Geometry has long been at the core of mathematics. It has close connections to other parts of mathematics such as representation theory, which is related to the study of symmetry, to differential equations, to number theory and more recently to theoretical high energy physics.
Hitchin is of one of the most influential geometers of our times. The impact of his work on geometry and on these allied subjects is deep and lasting. On numerous occasions, he has discovered elegant and natural facets of geometry that have proven to be of central importance. His ideas have stimulated work in areas far removed from the context in which they arose.
His work on Higgs bundles over Riemann surfaces provided algebraically integrable systems, called Hitchin fibrations, that are important examples of hyperkahler manifolds and have become fundamental objects in geometry. In addition, they have been an impetus to progress in the modern branch of representation theory called ‘geometric Langlands’, helping to guide the development of that subject. Hitchin fibrations are a foundational ingredient in Ngo’s recent Fields Medal winning work in the theory of automorphic forms and number theory. In a related work, Hitchin used this theory to construct projectively flat connections over the moduli spaces of Riemann surfaces, which had been predicted by Witten’s analysis of a 3-dimensional topological quantum field theory.

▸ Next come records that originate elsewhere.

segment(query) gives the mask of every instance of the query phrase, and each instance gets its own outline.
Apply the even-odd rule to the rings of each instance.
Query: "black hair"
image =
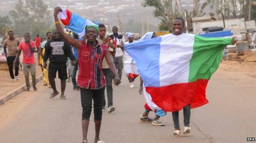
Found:
[[[30,35],[30,34],[29,33],[26,33],[25,34],[24,34],[24,36],[25,36],[25,35],[26,34],[29,34],[29,35]]]
[[[106,28],[106,27],[105,26],[104,24],[100,24],[99,25],[99,28]]]
[[[182,25],[184,25],[184,20],[183,20],[183,19],[180,17],[176,17],[175,19],[173,19],[173,21],[174,21],[174,20],[182,20]]]
[[[12,31],[12,30],[10,30],[10,31],[8,31],[8,34],[10,34],[10,32],[13,32],[13,31]]]
[[[154,35],[154,34],[156,34],[155,32],[153,32],[153,34],[152,34],[152,36],[151,36],[151,38],[153,38],[153,36]]]
[[[117,28],[118,29],[118,27],[116,27],[116,26],[114,26],[113,27],[112,27],[112,29],[113,29],[114,28],[114,27],[116,27],[116,28]]]
[[[52,33],[52,32],[50,32],[50,31],[48,32],[47,33],[46,33],[46,35],[47,35],[47,36],[48,36],[48,34],[49,33]]]

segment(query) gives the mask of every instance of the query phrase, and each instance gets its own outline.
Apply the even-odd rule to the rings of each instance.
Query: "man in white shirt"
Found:
[[[125,39],[122,35],[118,34],[118,29],[116,26],[114,26],[112,28],[112,31],[113,34],[109,36],[109,37],[116,41],[116,47],[117,47],[116,51],[116,55],[114,57],[113,57],[113,60],[118,70],[119,78],[121,80],[122,78],[122,71],[123,67],[123,52],[120,46],[122,43],[125,42]]]

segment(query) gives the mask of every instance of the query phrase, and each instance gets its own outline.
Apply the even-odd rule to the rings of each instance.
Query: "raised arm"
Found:
[[[4,43],[3,45],[3,53],[4,53],[4,55],[5,56],[5,57],[7,58],[7,51],[6,50],[6,47],[7,47],[7,44],[6,43]]]
[[[80,49],[81,42],[76,39],[74,39],[63,31],[61,25],[58,19],[58,13],[60,12],[62,12],[61,8],[57,7],[54,8],[54,20],[55,20],[55,25],[59,34],[69,44],[75,47],[78,49]]]
[[[106,58],[107,62],[107,64],[109,66],[110,70],[115,76],[115,77],[114,79],[114,84],[119,84],[120,83],[120,78],[119,78],[116,66],[111,59],[111,57],[112,56],[110,55],[109,49],[107,49],[106,54],[105,55],[105,57]]]

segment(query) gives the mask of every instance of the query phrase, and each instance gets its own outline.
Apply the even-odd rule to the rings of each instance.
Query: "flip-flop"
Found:
[[[56,93],[52,93],[51,94],[51,96],[50,96],[50,98],[52,98],[55,97],[56,95],[58,95],[59,94],[59,92],[57,91]]]

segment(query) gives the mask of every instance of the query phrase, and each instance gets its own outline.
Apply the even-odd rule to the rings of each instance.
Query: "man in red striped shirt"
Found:
[[[93,99],[95,130],[94,142],[102,143],[103,141],[100,140],[99,133],[104,98],[104,87],[106,85],[105,77],[102,69],[104,57],[109,69],[114,75],[114,84],[119,84],[120,82],[120,78],[116,66],[111,59],[111,56],[107,45],[99,44],[96,40],[99,35],[99,27],[88,25],[86,27],[85,36],[87,42],[74,39],[64,32],[59,21],[57,15],[62,10],[59,7],[56,7],[54,9],[56,27],[59,34],[70,45],[76,47],[78,52],[78,62],[80,72],[78,74],[77,83],[81,89],[81,103],[83,107],[82,143],[88,142],[87,135]]]

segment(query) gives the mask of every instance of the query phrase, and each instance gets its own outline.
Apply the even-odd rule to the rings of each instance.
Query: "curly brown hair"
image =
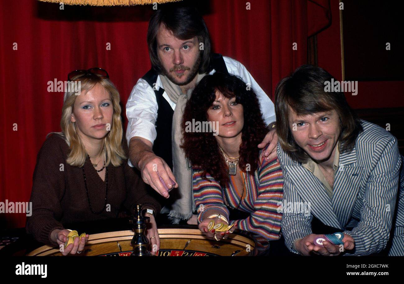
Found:
[[[207,111],[216,100],[217,91],[228,98],[236,97],[236,102],[244,109],[244,125],[242,129],[242,143],[238,165],[246,171],[247,165],[255,171],[258,166],[260,149],[257,147],[268,130],[262,119],[257,95],[238,76],[215,72],[204,77],[195,87],[184,111],[181,145],[194,168],[203,170],[202,176],[207,180],[207,173],[224,187],[229,181],[228,166],[211,132],[187,132],[186,122],[208,121]]]

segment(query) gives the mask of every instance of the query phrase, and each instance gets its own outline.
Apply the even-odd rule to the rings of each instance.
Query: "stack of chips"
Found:
[[[82,234],[78,235],[78,233],[77,231],[73,230],[69,233],[67,235],[67,240],[65,243],[65,248],[70,244],[73,244],[74,242],[74,239],[76,238],[85,238],[86,233],[83,233]]]
[[[208,225],[208,230],[210,231],[212,229],[214,229],[217,232],[226,232],[229,230],[234,225],[234,224],[233,224],[229,226],[227,224],[223,223],[219,223],[219,224],[215,225],[215,221],[212,220],[209,222],[209,224]]]
[[[313,242],[314,245],[319,246],[324,246],[323,244],[323,242],[327,241],[333,244],[338,245],[339,244],[343,244],[342,242],[342,239],[344,238],[343,233],[335,233],[333,234],[329,234],[324,235],[324,237],[320,237],[316,238],[314,239]]]

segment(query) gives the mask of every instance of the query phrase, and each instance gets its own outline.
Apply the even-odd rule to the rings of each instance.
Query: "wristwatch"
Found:
[[[152,209],[149,209],[149,208],[146,208],[146,212],[145,212],[145,214],[146,214],[146,213],[148,213],[151,215],[153,215],[153,216],[154,216],[154,210],[153,210]]]

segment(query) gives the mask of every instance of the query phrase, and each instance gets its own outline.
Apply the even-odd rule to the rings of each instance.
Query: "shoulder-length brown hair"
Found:
[[[262,119],[257,95],[240,78],[234,75],[216,72],[204,77],[194,89],[184,111],[182,132],[184,140],[181,147],[193,167],[204,171],[206,178],[208,173],[225,187],[229,182],[229,170],[219,145],[212,132],[187,132],[186,122],[201,123],[208,121],[207,111],[216,100],[216,91],[229,98],[236,97],[237,103],[243,106],[244,125],[242,130],[242,143],[238,165],[246,171],[247,164],[254,172],[258,167],[260,149],[257,147],[268,132]]]
[[[201,64],[199,73],[203,74],[210,71],[212,45],[205,21],[196,8],[175,5],[159,8],[149,22],[147,45],[153,69],[158,73],[163,73],[163,67],[157,55],[157,33],[161,24],[181,40],[197,36],[199,43],[203,44],[203,49],[200,50]],[[200,48],[199,43],[198,48]]]
[[[335,110],[339,118],[341,152],[352,150],[358,136],[363,130],[360,120],[348,104],[343,92],[324,90],[325,82],[330,84],[332,79],[337,81],[322,68],[303,65],[276,86],[276,132],[282,148],[295,161],[304,163],[309,157],[292,135],[289,107],[298,115]]]
[[[122,144],[123,131],[121,119],[121,107],[119,105],[119,93],[112,82],[108,79],[91,75],[82,76],[78,79],[80,81],[80,94],[91,90],[96,84],[100,84],[111,96],[114,115],[111,130],[105,138],[105,166],[108,166],[111,163],[114,167],[118,167],[126,159]],[[67,163],[72,166],[81,167],[84,165],[87,158],[87,152],[77,133],[76,124],[70,121],[73,106],[77,98],[74,90],[65,93],[60,120],[62,132],[56,133],[62,136],[70,146],[70,152],[67,156]]]

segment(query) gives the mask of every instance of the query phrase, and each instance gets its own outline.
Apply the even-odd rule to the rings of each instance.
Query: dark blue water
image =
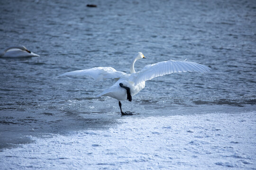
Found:
[[[97,8],[87,7],[91,2],[82,0],[0,2],[0,50],[25,45],[40,55],[0,58],[2,150],[33,143],[31,136],[119,125],[124,118],[117,101],[96,97],[114,80],[56,77],[94,67],[129,73],[137,52],[147,59],[136,63],[136,71],[147,64],[185,59],[212,69],[146,82],[131,103],[123,103],[123,110],[136,113],[136,119],[255,113],[254,0],[92,2]]]

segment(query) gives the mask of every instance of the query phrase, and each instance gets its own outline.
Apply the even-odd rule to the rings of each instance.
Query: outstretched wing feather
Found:
[[[119,71],[111,67],[95,67],[90,69],[70,71],[59,76],[89,76],[96,80],[103,80],[107,78],[118,78],[127,75],[123,72]]]
[[[137,73],[135,85],[153,78],[173,73],[185,72],[205,72],[210,68],[202,64],[186,61],[168,60],[146,66]]]

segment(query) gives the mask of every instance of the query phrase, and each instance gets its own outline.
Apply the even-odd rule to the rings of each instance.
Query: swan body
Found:
[[[141,52],[138,52],[134,57],[130,65],[130,74],[117,71],[111,67],[95,67],[69,72],[58,76],[89,76],[97,80],[115,78],[117,80],[116,83],[97,96],[110,96],[118,100],[121,112],[122,114],[125,114],[122,110],[120,101],[128,99],[128,93],[130,93],[131,96],[137,94],[144,88],[146,81],[173,73],[192,71],[202,73],[210,70],[207,66],[195,62],[170,60],[148,65],[140,71],[136,72],[134,69],[134,64],[137,60],[146,57]],[[123,87],[121,87],[122,86]],[[130,100],[129,99],[130,101],[131,101],[131,96]]]
[[[0,57],[19,58],[28,57],[39,57],[39,55],[28,51],[25,46],[11,46],[6,49],[0,54]]]

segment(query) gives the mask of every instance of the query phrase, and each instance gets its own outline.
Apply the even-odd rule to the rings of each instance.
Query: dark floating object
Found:
[[[97,7],[97,5],[94,4],[87,4],[87,5],[86,5],[86,7],[96,8]]]

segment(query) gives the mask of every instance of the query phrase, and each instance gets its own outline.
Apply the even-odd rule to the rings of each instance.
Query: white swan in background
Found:
[[[0,54],[0,57],[18,58],[27,57],[39,57],[39,55],[27,50],[24,46],[11,46],[6,49]]]
[[[134,70],[134,63],[138,60],[146,58],[143,54],[138,52],[130,65],[130,74],[116,70],[111,67],[95,67],[94,68],[73,71],[63,74],[63,76],[89,76],[96,80],[107,78],[115,78],[117,82],[98,95],[110,96],[119,101],[122,115],[131,115],[122,110],[121,101],[128,100],[131,102],[132,96],[137,94],[145,87],[145,82],[153,78],[177,72],[205,72],[210,69],[207,66],[192,62],[184,61],[162,61],[146,66],[140,71]]]

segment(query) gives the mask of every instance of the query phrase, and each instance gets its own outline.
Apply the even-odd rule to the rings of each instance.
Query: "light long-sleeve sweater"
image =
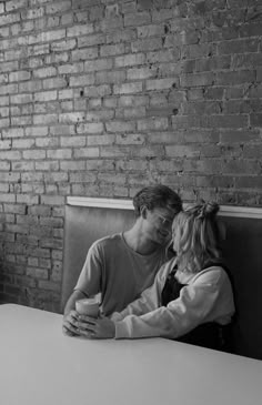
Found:
[[[162,265],[152,286],[121,313],[112,315],[115,338],[177,338],[205,322],[230,323],[234,314],[232,287],[225,271],[216,265],[196,274],[178,271],[178,281],[188,285],[177,300],[161,306],[161,293],[174,263],[172,259]]]

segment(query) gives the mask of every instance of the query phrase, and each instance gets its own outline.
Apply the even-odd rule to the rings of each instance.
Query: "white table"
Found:
[[[68,337],[58,314],[0,306],[2,405],[259,405],[262,362],[162,338]]]

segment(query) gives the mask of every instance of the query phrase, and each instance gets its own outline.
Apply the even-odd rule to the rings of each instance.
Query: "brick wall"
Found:
[[[259,0],[0,2],[0,292],[58,310],[67,195],[262,205]]]

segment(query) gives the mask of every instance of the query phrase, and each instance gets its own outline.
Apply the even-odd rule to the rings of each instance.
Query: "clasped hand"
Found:
[[[113,338],[115,326],[108,317],[93,318],[80,315],[71,311],[63,317],[63,333],[70,336],[83,336],[87,338]]]

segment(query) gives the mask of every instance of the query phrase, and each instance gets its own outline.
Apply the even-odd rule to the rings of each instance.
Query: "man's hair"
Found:
[[[178,213],[182,210],[182,201],[179,194],[167,185],[157,184],[140,190],[133,198],[133,206],[137,216],[140,216],[142,206],[147,206],[148,210],[168,207]]]
[[[216,222],[219,204],[201,202],[173,220],[172,233],[178,240],[178,265],[198,273],[211,263],[221,263],[222,235]]]

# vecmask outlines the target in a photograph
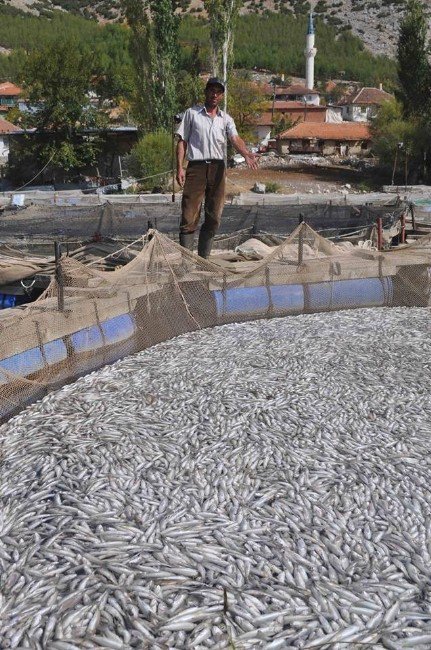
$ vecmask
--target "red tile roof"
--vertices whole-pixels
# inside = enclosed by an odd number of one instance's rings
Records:
[[[282,140],[371,140],[368,124],[360,122],[300,122],[280,133]]]
[[[387,93],[385,90],[380,90],[379,88],[361,88],[343,97],[340,101],[340,106],[345,106],[346,104],[380,105],[389,99],[393,99],[393,95]]]
[[[12,122],[0,118],[0,133],[16,133],[17,131],[21,131],[21,129]]]
[[[5,81],[4,83],[0,84],[0,95],[2,97],[15,97],[21,93],[22,89],[19,88],[19,86],[15,86],[15,84],[11,83],[10,81]]]
[[[272,126],[274,124],[274,120],[272,119],[272,113],[265,111],[258,117],[250,120],[250,123],[255,126]]]
[[[281,90],[281,89],[280,89]],[[288,86],[287,88],[283,88],[281,90],[280,95],[320,95],[319,91],[316,90],[315,88],[306,88],[305,86],[302,86],[301,84],[293,84],[293,86]]]

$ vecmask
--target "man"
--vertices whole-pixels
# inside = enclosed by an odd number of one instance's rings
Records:
[[[247,149],[239,137],[231,116],[219,108],[223,94],[222,81],[217,77],[210,78],[205,87],[205,104],[187,109],[176,132],[180,136],[177,144],[177,181],[183,188],[180,244],[193,250],[195,230],[205,198],[205,220],[198,241],[198,255],[205,258],[211,252],[223,212],[226,137],[244,156],[247,165],[257,169],[257,156]],[[187,171],[183,169],[186,155]]]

Hitchin’s work with Atiyah, Drinfeld and Manin on a description of the moduli space of instantons on four-space in terms of linear algebra, even now thirty years later, forms a basis for much work in both mathematics and theoretical physics. His formulation of the Kobayashi-Hitchin conjecture relating algebro-geometric stability and solutions to the instantons on complex algebraic surfaces has created a large new area of non-linear partial differential equations.
By exploring ignored corners of geometry, Hitchin has repeatedly uncovered jewels that have changed the course of developments in geometry and related areas and with it the way mathematicians think about these subjects.